Stretching the definition of a gene: As described above, transcripts for which any portion of the predicted protein is in common, even a single amino acid, are considered to be products of a single gene. A number of genes with very complex alternative splicing patterns have pairs of transcripts with coding regions that fail to overlap each other, but both of which overlap the coding region of a third transcript. We flag these cases with the following comment: "Gene model includes transcripts encoding non-overlapping portions of the full CDS."
Ambiguous cases: Generally, if the case is ambiguous, rather than creating an exceptional annotation a comment is added. Examples: "May be component of a dicistronic gene; available data inconclusive." "3' UTR contains an ORF that is conserved among close Drosophila species (potential peptide [*] aa in length); possible stop-codon suppression."
Assessment of supporting data
One of the most difficult aspects of annotation is assessing the validity of the supporting data. Most problems are recognized only after a period of time, during which a pattern emerges. Examples: the RE and RH cDNA libraries have a higher frequency of genomically primed clones; the GenScan prediction algorithm tends to overpredict, creating long annotations with many small exons (it is more appropriate for vertebrates); unspliced ESTs must be viewed with caution, especially those from the Exelixis libraries; the IP cDNAs exhibit a higher frequency of chimeric or atypically spliced clones.
We make note of problematic clones, most commonly those that are chimeric, that contain an RTase error resulting in a frameshift, or that appear to be genomically primed. We use the description "Suspect" for clones that appear to be aberrantly spliced (or are unspliced) and do not support a CDS of any size. This information may be found on the FlyBase cDNA clone reports in the "Known Problems" field.
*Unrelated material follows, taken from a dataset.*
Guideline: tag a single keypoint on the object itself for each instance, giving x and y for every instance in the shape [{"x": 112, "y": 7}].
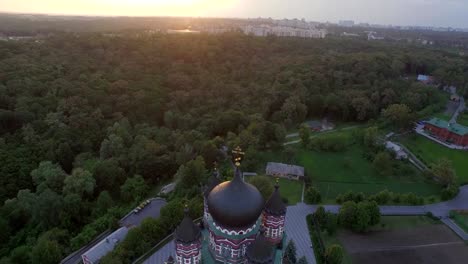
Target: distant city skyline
[{"x": 434, "y": 13}]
Current list of "canned" annotation comments
An "AnnotationComment" is one that applies to the whole gene model; A "TranscriptComment" applies to a specific transcript. AnnotationComments
"gene_with_dicistronic_processed_transcript ; SO:0000722" "May be component of a dicistronic gene; available data inconclusive." "gene_with_dicistronic_primary_transcript ; SO:0000721" "Shares 5' UTR with upstream gene. "Shares 5' UTR with downstream gene. "Gene merge based on protein alignment (BLASTX) data." "Gene merge based on EST/cDNA data." "Gene split based on protein alignment (BLASTX) data." "Gene split based on EST/cDNA data." "Known mutation in sequenced strain." "Probable mutation in sequenced strain: premature stop." "Probable mutation in sequenced strain: [*]." "Gene model includes transcripts encoding non-overlapping portions of the full CDS." "3' UTR contains an ORF that is conserved among close Drosophila species (potential peptide [*] aa in length)." "3' UTR contains an ORF that is conserved among close Drosophila species (potential peptide [*] aa in length); possible stop-codon suppression." "Multiphase exon postulated: exon reading frame varies in alternative transcripts."
TranscriptComments
"GC splice donor site postulated." "Unconventional splice site postulated." "5' exon not determined (no ATG translation start identified)." "Transcript terminates at site supported by polyadenylated cDNA." "Unconventional (non-ATG) translation start supported by [*]." "Stop codon suppression supported by [*]." "Occurrence of translational frameshift supported by [*]." "Downstream translation start supported by [*]." "Transcript model based on protein alignment (BLASTX); no experimental evidence for splice sites." "Monocistronic transcript; alternative dicistronic transcript(s) exist." "Dicistronic transcript; alternative monocistronic transcript(s) exist." "Dicistronic transcript." "Based on cDNA(s) that contain premature stop codon; may or may not produce functional polypeptide." "Transcript postulated to overlap transposable element."